> On Nov 10, 2017, at 3:05 PM, Joe Groff <jgr...@apple.com> wrote:
> 
> 
> 
>> On Nov 8, 2017, at 9:59 PM, Erik Eckstein via swift-dev 
>> <swift-dev@swift.org> wrote:
>> 
>> 
>> 
>>> On Nov 8, 2017, at 5:27 PM, Johannes Weiß via swift-dev 
>>> <swift-dev@swift.org> wrote:
>>> 
>>> Hi Daniel,
>>> 
>>>> On 2 Nov 2017, at 8:15 pm, Daniel Dunbar <daniel_dun...@apple.com> wrote:
>>>> 
>>>> My personal preference is to:
>>>> 1. Do nothing for now, but encourage publishing standardized protocols to 
>>>> solve this need.
>>>> 2. Hope for a future with WMO+LTO magic which recovers the performance, 
>>>> for the case where the entire application ends up using one implementation.
>>> 
>>> Hmm, but that'll only work if we get 'whole product optimisation', right?
>> 
>> yes.
>> 
>> Even when we have cross-module optimizations (which would be comparable to 
>> thin-lto) we could not do that optimization.
>> 
>>> If we still compile one module at the time I don't think the compiler will 
>>> be able to figure out that there's just one implementation of that protocol 
>>> in the whole program.
>> 
>> exactly
> 
> If you know you're building for an executable target, then it should be 
> theoretically possible to look at the whole system and see that there's a 
> single conformance to a protocol.

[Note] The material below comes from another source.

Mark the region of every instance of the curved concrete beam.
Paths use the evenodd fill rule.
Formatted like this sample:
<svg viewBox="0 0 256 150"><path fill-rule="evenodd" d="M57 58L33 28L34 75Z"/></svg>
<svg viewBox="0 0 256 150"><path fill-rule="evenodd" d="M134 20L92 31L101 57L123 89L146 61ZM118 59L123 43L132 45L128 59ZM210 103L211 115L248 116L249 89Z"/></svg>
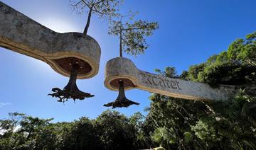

For the situation Johannes is talking 
> about, maybe this could be information that the build system feeds the 
> compiler, so in a configuration file somewhere you'd say "I want to 
> specialize all uses of the Logger.Logger protocol for the 
> FancyLogger.FancyLogger<MyOutputStream> implementation" instead of relying on 
> the compiler magically deriving it.

Actually, speculative-devirtualization of protocol methods + cross-module 
optimization should be able to handle this. The only drawback is code size, 
which is fortunately not so important for that project.